In my family we differentiate between “Sauce” and “quick sauce”. Sauce with a capital “S” has the meatballs, the pork chops, the sausage and the salt pork. Nonna makes Sauce the way maestros conduct orchestras- it’s a production where things bubble, sizzle and reemerge as a harmonious symphony of taste. But quick sauce is different. One minute all you have are tomatoes, olive oil and garlic and before you can even bring the pasta water to a boil a sauce appears as if by magic.

The very first time I tried making a quick sauce I failed miserably. I added all sorts of things that I thought were supposed to be in sauce like oregano, onion, and red wine. And those things do sometimes go in sauce but for goodness sakes one should never just throw them all into the pot, give them a stir and wait for a miracle. It was a very foolish thing to do.

I now know better. Nonna taught me that the most important thing to remember when making quick sauce is that you should always be able to taste the individual ingredients. It doesn’t need much fuss; all that’s required is the right touch.
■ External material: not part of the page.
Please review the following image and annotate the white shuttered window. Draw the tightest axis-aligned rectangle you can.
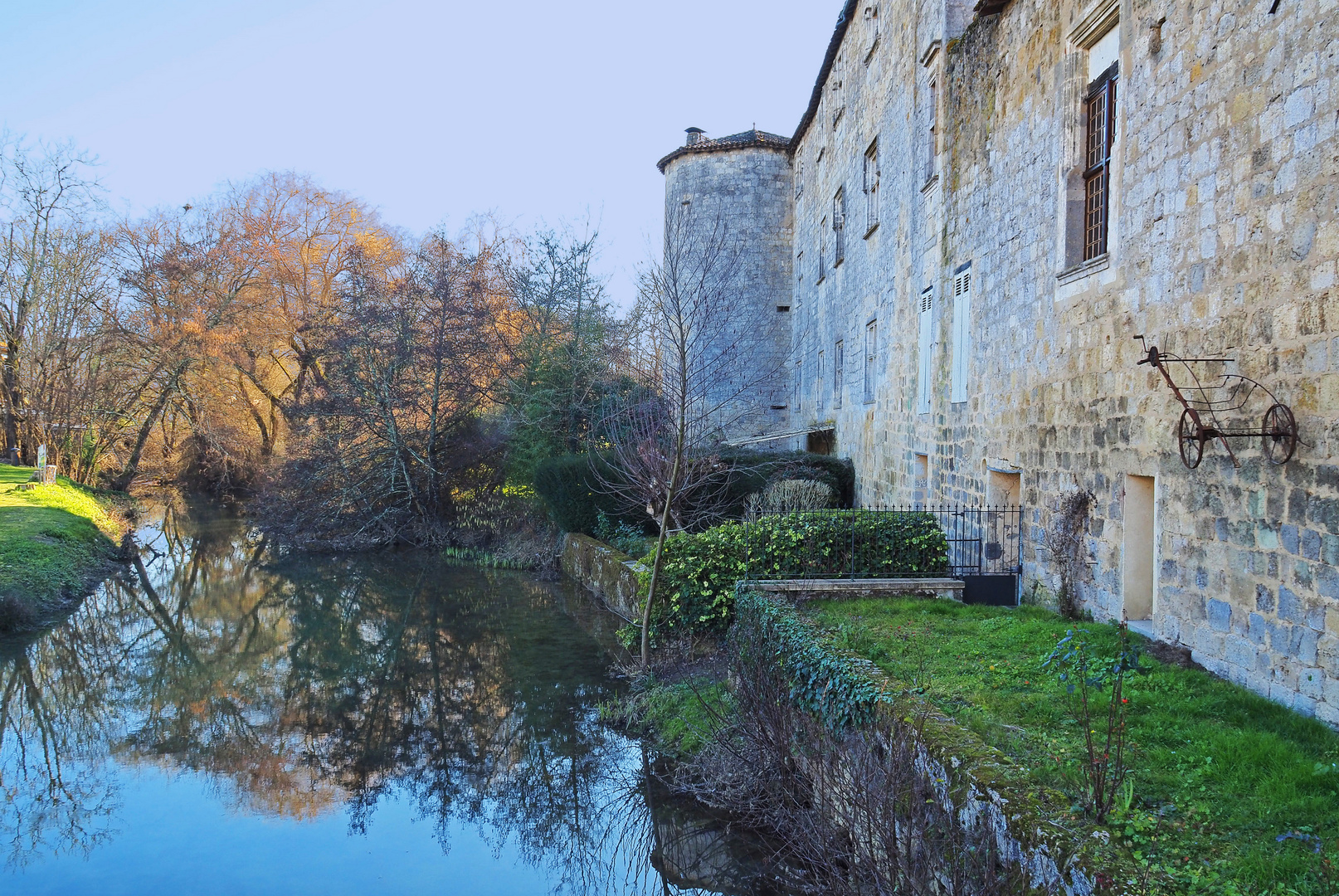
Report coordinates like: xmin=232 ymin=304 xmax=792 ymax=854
xmin=916 ymin=286 xmax=935 ymax=414
xmin=949 ymin=270 xmax=972 ymax=402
I rely on quick sauce the way some people rely on boxed macaroni and cheese.  It’s my go-to meal when I have late classes, am unmotivated to “create” or if I just need some cheering up. It will indeed make you feel happy like an old time movie.

Quick Sauce

This recipe is a great foundation to build from. Nonna sometimes adds some of her pesto and toasted pine nuts. I like to add a few dollops of creamy ricotta and fresh basil to the pasta before tossing.

A couple of things to note before we go on. First, Nonna will tell you to always use whole peeled tomatoes (even if a recipe calls for the other) and crush them yourself. The reason being that crushed tomatoes are usually picked too early and aren’t as sweet. Second, I prefer this sauce with long pasta or ravioli preferably homemade, but it goes wonderfully with any shaped pasta you favor homemade or not.
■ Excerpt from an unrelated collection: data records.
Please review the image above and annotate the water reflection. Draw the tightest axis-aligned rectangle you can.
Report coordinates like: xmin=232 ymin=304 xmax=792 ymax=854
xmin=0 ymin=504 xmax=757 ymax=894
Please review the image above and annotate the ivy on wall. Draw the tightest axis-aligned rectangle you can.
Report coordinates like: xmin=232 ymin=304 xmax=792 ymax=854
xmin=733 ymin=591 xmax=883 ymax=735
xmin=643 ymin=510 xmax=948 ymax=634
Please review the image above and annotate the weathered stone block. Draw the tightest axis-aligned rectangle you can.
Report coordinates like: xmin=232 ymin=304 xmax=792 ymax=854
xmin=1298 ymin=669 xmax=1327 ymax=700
2  28 OZ cans whole San Marzano tomatoes
1 6 OZ can tomato paste
Extra Virgin Olive Oil, roughly 5 TBLSP
4-5 cloves of garlic, crushed
Kosher salt to taste
Pepper to taste
2 sprigs of fresh basil
Good quality Parmigiano-Reggiano, grated for serving
1 lb of your favorite pasta

In a large bowl, using your hands crush the tomatoes. I like to leave them a little chunky but you might prefer a more pureed consistency. You can break them down further while they cook with the back of your spoon.

Heat the olive oil over medium heat and add the garlic cloves. Brown the garlic until they are lightly golden on all sides then push off to the side so they are not directly on the heat.

Add the tomato paste and let it caramelize for about 2 minutes, stirring frequently to keep from burning.

Add the crushed tomatoes, stir and let simmer for about twenty minutes stirring occasionally.

Add the basil, salt and pepper and let simmer for another five minutes. At this point you can remove the garlic cloves or do what I do- leave them in but warn the husband.

For the pasta, bring a large pot of water to boil. Salt the water generously. Add the pasta, cook until al dente, stirring occasionally. Drain pasta and toss it with sauce and cheese directly.


  1. Yum! We differentiate the same way in my family. Quick sauce similar to yours and "The Sauce," which is my grandfather's with all the meaty goodness. This made me smile, and now I have to make it tonight :)

  2. Elizabeth, isn't it great to be Italian? I'm planning on making The Sauce in a few weeks...there's nothing like a good meatball.